A ideia foi defendida na conferência “Disruption 2024 – Como a IA está a mudar a indústria da publicidade”, organizada pelo IAB com o objetivo de colocar em discussão as inovações, estratégias disruptivas e tendências que estão a moldar o futuro da inteligência artificial na publicidade.

Bruno Oliveira chamou ainda à atenção para o facto de a IA dever ser encarada como uma ferramenta ou um ponto de partida e não como um fim. “A IA vai permitir poupar muito em pitchs e na fase da idealização, porque permite esquematizar e tangibilizar melhor o que está tanto na cabeça do cliente como da agência”, disse.

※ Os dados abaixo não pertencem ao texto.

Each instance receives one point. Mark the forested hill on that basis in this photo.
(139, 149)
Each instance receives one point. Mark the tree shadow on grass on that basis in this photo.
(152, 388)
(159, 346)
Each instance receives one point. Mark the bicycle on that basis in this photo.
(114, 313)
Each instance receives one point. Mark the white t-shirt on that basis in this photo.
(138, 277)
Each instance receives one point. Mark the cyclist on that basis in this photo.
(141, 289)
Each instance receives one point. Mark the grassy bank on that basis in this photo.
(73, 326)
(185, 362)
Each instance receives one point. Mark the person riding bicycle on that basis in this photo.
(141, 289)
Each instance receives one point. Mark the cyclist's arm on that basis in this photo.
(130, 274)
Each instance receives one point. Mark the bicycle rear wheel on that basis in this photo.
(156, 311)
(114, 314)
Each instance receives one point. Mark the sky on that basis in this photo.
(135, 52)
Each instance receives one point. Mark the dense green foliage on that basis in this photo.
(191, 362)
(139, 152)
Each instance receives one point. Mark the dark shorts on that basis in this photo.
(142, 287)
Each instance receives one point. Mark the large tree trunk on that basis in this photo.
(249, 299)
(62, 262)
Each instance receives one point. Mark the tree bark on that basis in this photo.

No entanto, “é preciso focar na curadoria. O que a IA vai permitir é que sejamos menos executantes mas mais curadores“, disse, explicando que é preciso ir afinando os resultados gerados pela inteligência artificial, ferramenta que “valoriza o conhecimento”. “Quem tem mais conhecimento vai conseguir utilizar muito melhor a ferramenta, porque lhe vai também aplicar mais conhecimento”, acrescentou.

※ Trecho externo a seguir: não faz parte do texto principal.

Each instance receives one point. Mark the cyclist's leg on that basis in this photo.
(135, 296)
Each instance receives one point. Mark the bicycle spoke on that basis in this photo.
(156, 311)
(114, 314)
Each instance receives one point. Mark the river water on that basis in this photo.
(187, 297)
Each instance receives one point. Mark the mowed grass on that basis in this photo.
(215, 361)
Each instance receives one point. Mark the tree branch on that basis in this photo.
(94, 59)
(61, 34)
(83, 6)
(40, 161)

“Arriscando” que 50% do marketing já é automatizado atualmente, nas mais diversas áreas, desde a personalização de conteúdos à otimização de processos ou gestão de informação, Bernardo Rodo afirmou que esta automação “existe porque há o objetivo de padronizar comportamentos e personalizar respostas”, algo que se tenta fazer da maneira mais eficiente possível.

Bernardo Rodo, managing director da OMD Portugal.

O managing director da OMD Portugal alertou também para o problema da aplicação generalizada da IA no marketing, uma vez que esta tecnologia assenta num “sistema de imitação” que recorre ao que já foi feito, não tendo propriamente ideias novas.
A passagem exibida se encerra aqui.